Ninety percent of IT professionals in the federal government feel their organizations are vulnerable to a cyber security attack, according to a recent report by Vormetric.
The numbers are disconcertingly high considering they come from professionals tasked with protecting the confidential information of millions of Americans as well as the classified information from certain federal programs and policies.
Despite those high numbers, nearly 60 percent of responding government IT professionals believe their network defenses are “very” effective at safeguarding data, a number the report notes is notably more optimistic than their private-sector counter parts; the U.S. average is 53 percent. Such optimism would appear to be at odds with respondents’ vulnerability fears, yet one possible explanation is the perception that compliance equals good policy. Among respondents in the U.S. Government IT community, 57 percent feel meeting compliance requirements is a “very” or “extremely” effective way to protect sensitive data.
In addition to threat perception, the report also measured the rates of data breach failures, the professionals’ data security stances and IT security spending plans.

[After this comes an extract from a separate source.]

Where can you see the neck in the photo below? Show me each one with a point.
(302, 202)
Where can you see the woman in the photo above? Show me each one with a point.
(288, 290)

Nearly two thirds of respondents – 61 percent – recorded experiencing a data breach, with one third of those coming in the last year.
As for combating rising risks, a perception of complexity was identified as the number one data security barrier with more than half of all respondents listing it as an issue, while skill shortages and budgetary constraints were also among the top reasons given for inadequate data security, a sentiment echoed by others in the field and previously documented on this site.
Though organizational needs are not yet reflected in the size of most IT departments, this does appear to be slowly changing, as 58 percent of responses report recent increased spending in their agencies. When asked what they believe that increased spending should target, respondents most common answer was network defenses at 53 percent, followed by analysis and correlation tools at 46 percent.